Only Lovers In the Building
Only Lovers in the Building is a novel that cries out for action instead of slow burn. I’m not even talking about its central romantic connection, which is decently paced and at least amusing (saving it from a D). No, I’m talking about a need for someone, somehow, to do something interesting to move the plot along. There is zero conflict going on in this book, which has a will-they-won’t-they plot that makes no real sense. It just spins its wheels. As our hero and heroine write viral book reviews that don’t go viral for any discernible reason, you wonder what the characters in the novel see that we, the readers, do not.
Liliane – Lily – Lyon’s life is officially wide open now that she’s quit her job, but she has no idea what to do with it. The decision was spontaneous, occurring during a work trip and egged on by pictures of her ex’s wedding and her general exhaustion over being ignored and stepped on. Her legal career as former Associate General Council of Ace Staffing Solutions is thus over, and the door behind her is officially closed. She decides to follow her dreams and books a room at The Icon, a legendary and very pink hotel building in Miami. She encounters her neighbor, Benedicto – Ben – Romero, a university professor and literary translator who writes poetry on the side and tends bar in its rooftop garden. She kisses him in an elevator – within minutes of meeting him.
Ben and Lily discover that they have a mutual passion for romance novels and join their building’s book club, which leads to them co-penning a variety of reviews of them on a Goodreads-like website called BookTap. When they go viral for their dual points of view reviews, they decide to unite to create a romance review podcast, which is then picked up and leads to a book deal. This is all well and good, but with Lily leaving Miami at the end of the summer, clearly this means they should ignore their chemistry and keep things professional, right?
This book falls into that newfound contemporary trap of having its protagonists be romance fans and write awesome reviews which take the world by storm and create careers for them which earn them a squeeing garden of shipping fans. If you’re going to have your characters do this, you need to create incredibly engaging reviewer voices for them and points of view that make your audience sit up and take notice, and here, this doesn’t happen at all. I liked Ben and Lily all right, in spite of Lily sounding much younger than her years, but their narrative voices don’t stand out in a way that backs up the plot’s ambitions for them.

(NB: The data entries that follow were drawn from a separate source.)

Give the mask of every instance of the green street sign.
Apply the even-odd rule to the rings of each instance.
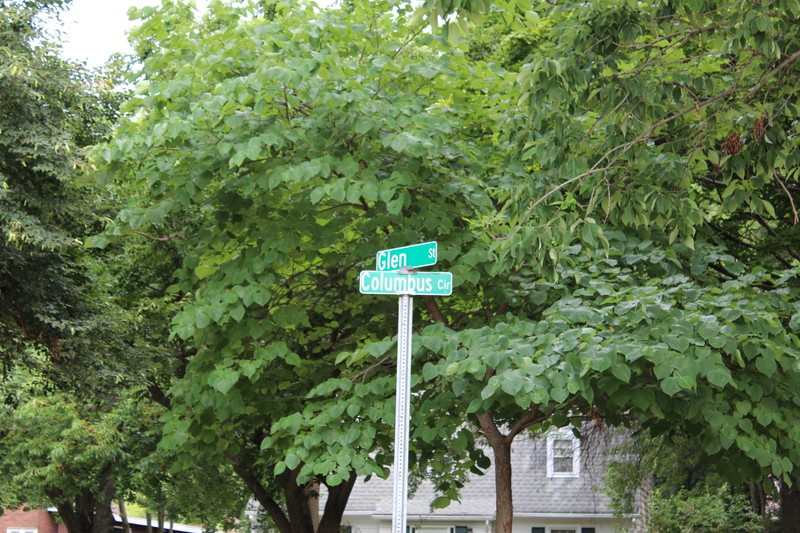
[[[361,294],[448,296],[453,293],[453,274],[450,272],[400,274],[381,270],[362,270],[358,278],[358,289]]]
[[[436,264],[436,241],[412,244],[402,248],[381,250],[375,261],[376,270],[400,270]]]

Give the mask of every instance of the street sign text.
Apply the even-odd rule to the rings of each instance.
[[[453,274],[450,272],[400,274],[398,272],[362,270],[358,288],[361,294],[449,296],[453,293]]]
[[[400,270],[436,264],[437,245],[435,241],[412,244],[402,248],[381,250],[375,261],[376,270]]]

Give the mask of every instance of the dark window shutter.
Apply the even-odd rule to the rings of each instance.
[[[456,533],[469,533],[469,528],[467,526],[456,526],[455,530]]]
[[[594,528],[593,527],[582,527],[581,528],[581,533],[594,533]]]
[[[543,527],[532,527],[531,528],[531,533],[544,533],[544,528]]]

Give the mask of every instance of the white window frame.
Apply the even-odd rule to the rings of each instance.
[[[39,528],[12,526],[6,528],[6,533],[39,533]]]
[[[572,472],[556,472],[554,464],[553,444],[556,440],[568,440],[572,443]],[[547,435],[547,477],[576,478],[581,475],[581,441],[572,433],[571,428],[559,428]],[[565,526],[566,527],[566,526]],[[567,527],[569,529],[569,527]]]

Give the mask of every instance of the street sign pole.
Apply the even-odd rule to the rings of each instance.
[[[397,397],[394,417],[394,492],[391,533],[406,533],[408,505],[408,432],[411,411],[411,322],[414,295],[449,296],[453,293],[450,272],[417,272],[435,265],[435,241],[381,250],[376,270],[362,270],[358,277],[361,294],[399,296],[397,318]]]
[[[397,398],[394,418],[394,498],[392,533],[406,533],[408,501],[408,431],[411,409],[411,321],[414,299],[399,298],[397,319]]]

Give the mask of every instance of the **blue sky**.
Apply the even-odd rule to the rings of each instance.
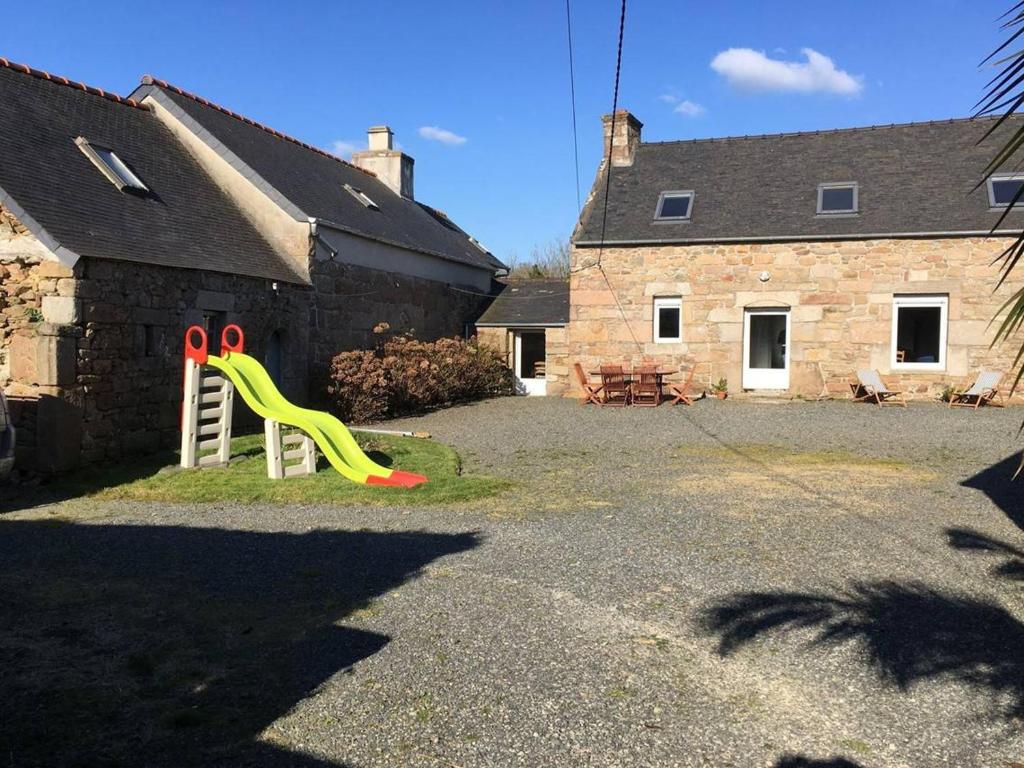
[[[620,105],[652,141],[964,116],[1010,4],[631,0]],[[584,196],[618,6],[572,0]],[[0,55],[122,94],[153,74],[327,149],[387,123],[417,197],[501,257],[575,222],[562,0],[37,0],[4,15]]]

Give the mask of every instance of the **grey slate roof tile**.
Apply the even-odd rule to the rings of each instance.
[[[1016,122],[1019,118],[1014,118]],[[1019,124],[1019,123],[1017,123]],[[973,189],[1006,128],[990,119],[726,139],[642,143],[614,167],[606,242],[705,242],[988,232],[999,218]],[[819,216],[818,185],[855,181],[855,216]],[[575,241],[600,239],[604,183]],[[656,222],[658,195],[692,189],[688,222]],[[1014,211],[1003,228],[1024,228]]]
[[[76,136],[113,149],[153,194],[119,191]],[[81,256],[305,282],[151,112],[6,66],[0,190]]]
[[[569,283],[566,280],[509,280],[476,324],[515,327],[568,322]]]
[[[151,81],[136,94],[144,96],[150,89],[168,97],[307,216],[363,237],[473,267],[504,267],[470,242],[446,216],[442,220],[427,210],[428,206],[395,194],[376,176],[163,81]],[[366,208],[347,194],[345,184],[365,192],[379,210]]]

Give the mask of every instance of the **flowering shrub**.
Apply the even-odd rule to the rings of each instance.
[[[386,324],[374,331],[384,333]],[[394,336],[375,350],[337,355],[327,393],[341,419],[364,422],[510,395],[512,372],[496,350],[476,339]]]

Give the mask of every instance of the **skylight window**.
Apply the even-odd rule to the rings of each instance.
[[[654,218],[658,221],[689,221],[693,192],[662,192]]]
[[[363,192],[363,190],[356,189],[351,184],[346,184],[345,185],[345,191],[348,192],[350,195],[352,195],[352,197],[354,197],[360,203],[365,205],[367,208],[371,208],[374,211],[379,211],[380,210],[380,208],[377,206],[377,204],[375,202],[373,202],[373,200],[371,200],[369,198],[369,196],[365,192]]]
[[[480,242],[479,240],[477,240],[477,239],[476,239],[475,237],[470,237],[470,238],[469,238],[469,242],[471,242],[471,243],[472,243],[473,245],[475,245],[475,246],[476,246],[477,248],[479,248],[479,249],[480,249],[481,251],[483,251],[484,253],[488,253],[488,254],[490,253],[490,251],[489,251],[489,250],[487,250],[487,249],[486,249],[486,248],[484,247],[484,244],[483,244],[483,243],[481,243],[481,242]]]
[[[124,160],[114,153],[114,150],[92,144],[81,136],[75,139],[75,144],[82,150],[82,154],[88,157],[92,164],[110,180],[110,183],[122,192],[125,190],[149,192],[149,187],[142,183],[142,179],[135,175]]]
[[[818,185],[818,214],[857,213],[857,182]]]
[[[1024,175],[1021,174],[989,177],[988,204],[993,208],[1006,208],[1013,203],[1022,185],[1024,185]],[[1024,207],[1024,195],[1021,195],[1013,207]]]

That’s not to say that Gonzalez doesn’t have an engaging narrative drive in general; she does, which is another factor that keeps this book from being a D. As a matter of fact, the cast of characters living in the Icon are more interesting than Lily and Ben themselves – ergo causing a gigantic problem, as I wanted to spend more time with them than our main couple! Lily comes off as flighty and immature, and Ben – with his incredible pedigree – seems impossibly perfect in spite of his tattooed brooding. The romance is high on sexual combustibility but I found the ‘oh no, how can they ever get together when she doesn’t live in Miami?’ tension ridiculous in this day and age. It’s 2025, Skype is a thing and she’s literally just quit her job, and the reasons for her going home when summer ends are very few aside from family and friends – and well, don’t we all leave people behind when we start a new chapter in our lives?
That’s why I can’t quite give this a recommendation. But I do want to see what Nadine Gonzalez cooks up in the future – there’s plenty of talent here, but tha book fails to sing.





I had my eye on this and from the title I hoped it would have romance and a mystery in it, similar to the show, Only Murders in the Building, but I can see now that it’s something different. Thanks for your review.
I was disappointed that it didn’t have more of the feeling of Only Murders to it – all it has in common with the show is them having a podcast together.